Fall                                   Waxing Blood Moon

Tomato picking and compost bin rebuilding, the bulk of the morning.  To keep our young pups from celebrating life by knocking down the straw bales out of which I designed this compost bin a wire fence now encircles the bales, with an other, shorter wire fencing material for a gate.

The day started chilly, but has warmed up to 69.  It’s one of those fall days when the Andover H.S. Marching Band can be heard carrying pompoms and the thud of padded football players in its wake.  As this sound comes across the fields of vegetables and the cul de sacs between our home the football field, I become at once both younger and older, thrust back to Alexandria High School and Friday night football while by necessity comparing that time with the present.  It’s not an unpleasant feeling, just a bit strange.

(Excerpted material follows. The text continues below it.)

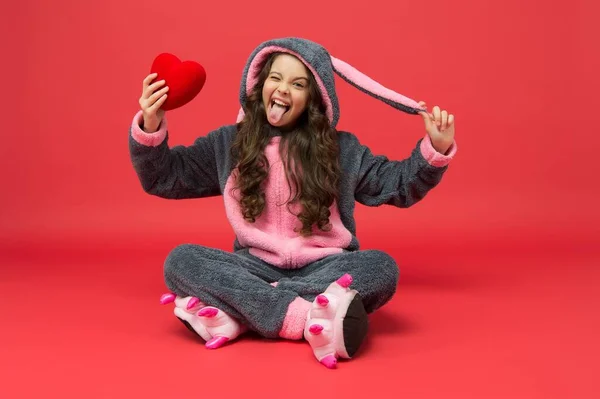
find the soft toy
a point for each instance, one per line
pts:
(184, 78)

Caught episode 1 of a Harvard class on Justice taught by Michael Sandel.  It’s well worth the time.  Sandel’s teaching style combines the Socratic/law school method of hypotheticals with analysis of responses.  The engagement of the students makes it obvious Sandel is a teacher as well as a philosopher.  I only want to comment on one, striking observation he made about philosophy.  “Philosophy,” he said, “is not about something you don’t know; it is about making you look at what you know from the perspective of a stranger.  Philosophy creates an estrangement from our own experience.”  This is so true, as is his follow-on comment that once you gain this insight you cannot go back to the naive state.

Every hour of every day I see my self and the world through the lens of philosophical analysis, the lens fitted over an anthropological  camera body.  The two together make the world a strange and exotic experience at every turn.